Memory leak in ass_font_provider_add_font about libass HOT 28 CLOSED

So, because I'm new to the programing and coding world, I am still unfamiliar with all the abbreviated commands and word syntax. I did get a good laugh though reading along. If I didn't know better, I would have thought I was in an OFs sub-Reddit with all the mentions of leaked ass, freed ass, and implicit family members. So, thanks for that. 👍

from libass.

Leak shows up when closing the player. Libass is fully deinitialised. It leaks data for each non-embedded system font that is loaded. No DirectWrite. Git head for libass and also up-to-date other libs.

Here is example of leak details with three fonts loaded:
https://pastebin.com/H5XuYKtV

Adding this before the return true fixes the leak. Would of course need a pointer check as well before freeing.

free_font_info(&implicit_meta);
free(implicit_meta.postscript_name);

from libass.

As long as the font has any family names (which should always be the case), the leaking code path doesn't run when using fontconfig, memory fonts, or sufficiently-new windows. It's exclusive to macOS and older win32.

from libass.

Thanks for the report and initial analysis!
Can you give some more info on which fields leak and how you are using the API? Does the leak manifest in memory being leftover after the library has been fully deinitialised / MPC-HC shutdown, or in increasing memory usage while the MPC-HC is running (but everything is properly freed during deinit/shutdown)? Does it happen with the DirectWrite backend (Desktop or UWP variant? see libass logs), Fontconfig or both?
Also, which libass commit is MPC-HC using?

Digging through the implementation and all changes to MPC-HC’s libass backend is a bit much.

from libass.

The issue might be specific to certain Windows versions. A fellow dev could reproduce it on Win7, but not on Win10.

This code segment also seems wrong to me:

One of these implicit_meta probably should be meta?

This also related to issue I think:

from libass.

The block is attempting to initialize a new meta which it assigns to implicit_meta at the end. I guess get_font_info fills up implicit_meta. Maybe code should be:

        if ( !implicit_meta.postscript_name) {
            implicit_meta.postscript_name =
                strdup(meta->postscript_name);

In other words, if get_font_info doesn't get a postscript_name, we'll use the one from the meta we are about to discard.

Well, that doesn't work, since meta seems to have nothing initialized, either.

from libass.

By the way, in Win10 it doesn't get into ass_font_provider_add_font, it seems.

Edit: it does, but it doesn't get into the block if (!meta->n_family)

In Win7, it does get in there, because IDWriteFontFace_QueryInterface fails earlier with HR=E_NOTIMPL.

https://learn.microsoft.com/en-us/windows/win32/api/dwrite_3/nn-dwrite_3-idwritefontface3

Minimum supported client | Windows 10 [desktop apps | UWP apps]
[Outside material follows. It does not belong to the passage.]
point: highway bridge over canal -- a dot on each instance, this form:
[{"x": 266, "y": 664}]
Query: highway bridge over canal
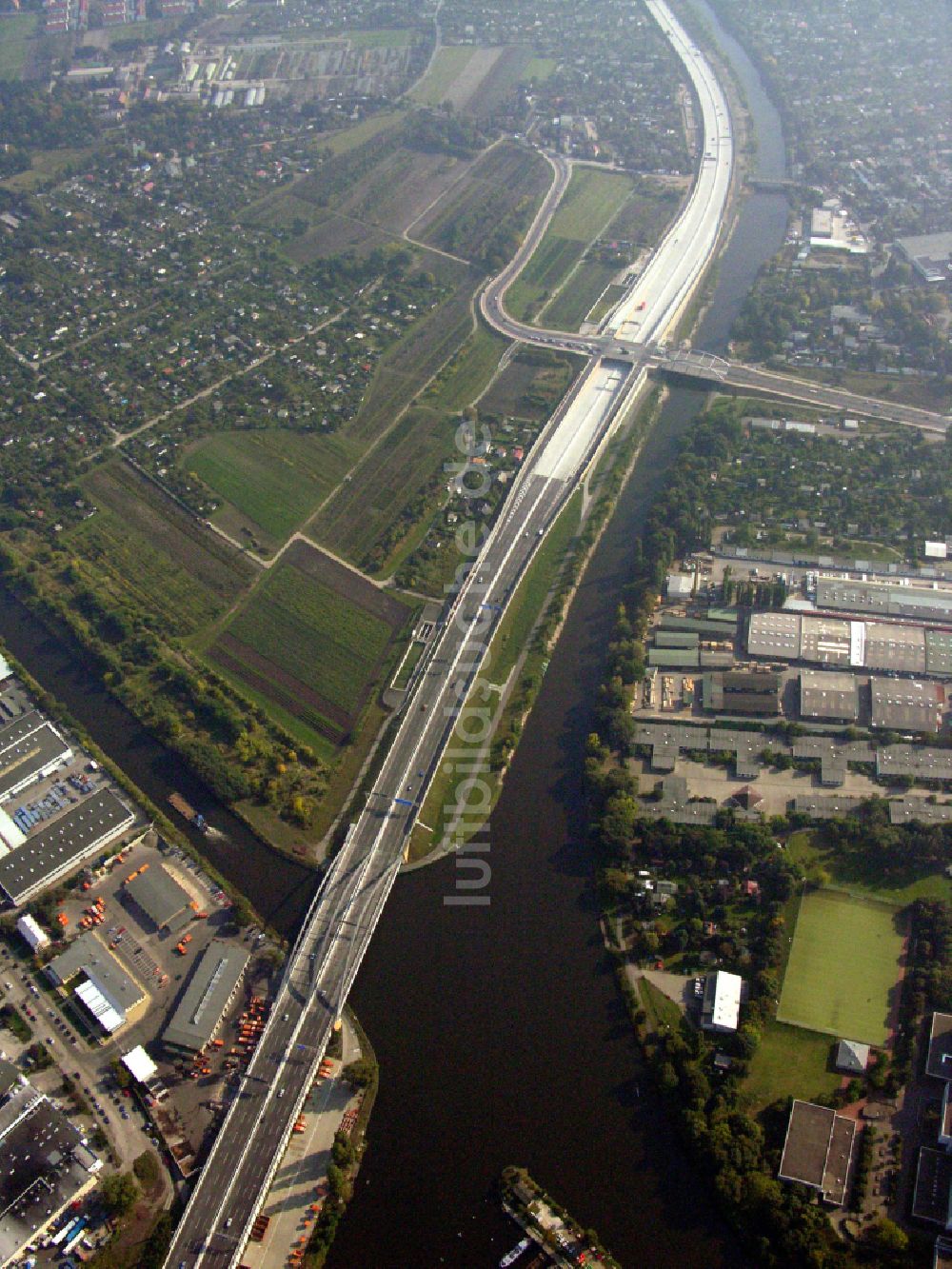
[{"x": 343, "y": 917}]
At least this explains why Win7 has the memory leak and Win10 doesn't.

from libass.

//implicit_meta.postscript_name = strdup(implicit_meta.postscript_name);

Just removing this code seems to eliminate the leak, and it didn't seem to have any negative impact on the font rendering. On line 514, later:

info->postscript_name = strdup(meta->postscript_name);

It gets copied again. I debugged this and it there's never an issue with the buffer being destroyed before here, at which point, it shouldn't be needed again.
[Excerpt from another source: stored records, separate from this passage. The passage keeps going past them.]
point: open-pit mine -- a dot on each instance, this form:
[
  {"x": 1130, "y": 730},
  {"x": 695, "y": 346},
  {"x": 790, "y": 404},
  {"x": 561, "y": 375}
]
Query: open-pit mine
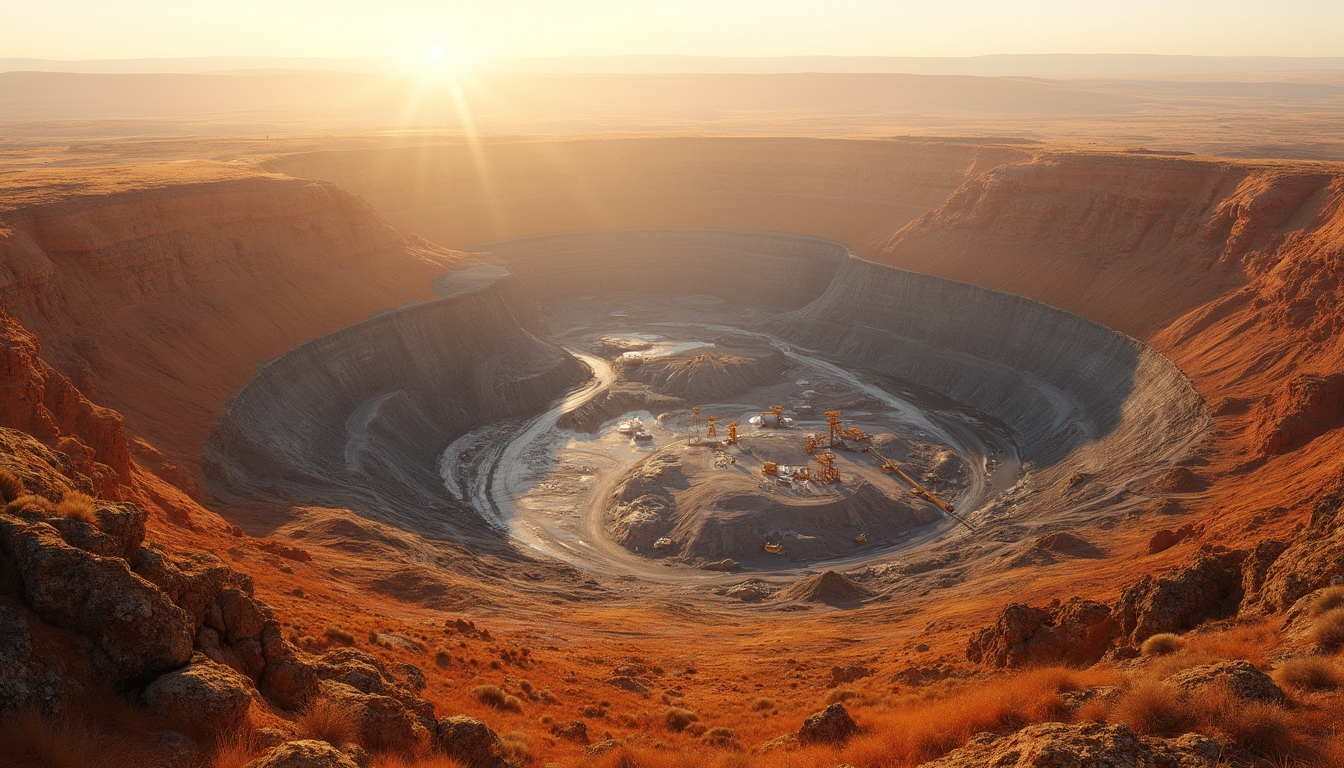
[{"x": 663, "y": 451}]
It gets freed here (ass_directwrite.c) line 645:

free(meta.postscript_name)

from libass.

Just removing this code seems to eliminate the leak

It also adds a use-after-free; the FT_Done_Face(face); frees the original value of implicit_meta.postscript_name (which is why the strdup is there in the first place).

I can repro this on macOS, and I see it also leaks implicit_meta.families, implicit_meta.fullnames, and their respective content strings (which makes sense looking over the code); obviously skipping a copy here doesn't solve that either.
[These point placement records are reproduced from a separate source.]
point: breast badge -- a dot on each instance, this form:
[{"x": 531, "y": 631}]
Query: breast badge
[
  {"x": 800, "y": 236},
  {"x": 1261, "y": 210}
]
Adding free_font_info(&implicit_meta); and free(implicit_meta.postscript_name); at the end seems sensible to me. This looks like a regression in 887e6cc; @astiob any idea what happened there, or if there's any reason not to make the proposed change?

We should probably add some basic leak tests on the CI. On macOS, this is trivial:

leaks --atExit -- ./test/test out.png tests/crash/generic.ass 2

^ This returns 1 with the current code (and dumps a lot of diagnostic information), and 0 with the proposed fix. Are there similar tools available on Linux and Windows? If not, I think it would still be valuable even if it's macOS-only.

from libass.

For me meta just contains null values when doing the cleanup. But weird thing is that it contains valid values just before returning true in ass_font_provider_add_font.

from libass.

This seems to fix the problem:
meta = &implicit_meta; -> *meta = implicit_meta;

from libass.

That's meta (in the caller), not implicit_meta (within ass_font_provider_add_font). When the passed-in meta has a nonzero n_family, the call to get_font_info isn't made, and none of the leaking allocations occur in the first place. Whether or not this occurs can indeed depend on the Windows version.

from libass.

This seems to fix the problem:
meta = &implicit_meta; -> *meta = implicit_meta;

Sure, and it also introduces a leak if the original meta contained anything valid (for instance, a postscript name, as used on CoreText).

from libass.

Then my original proposed fix is the way to go. That solves the leak here.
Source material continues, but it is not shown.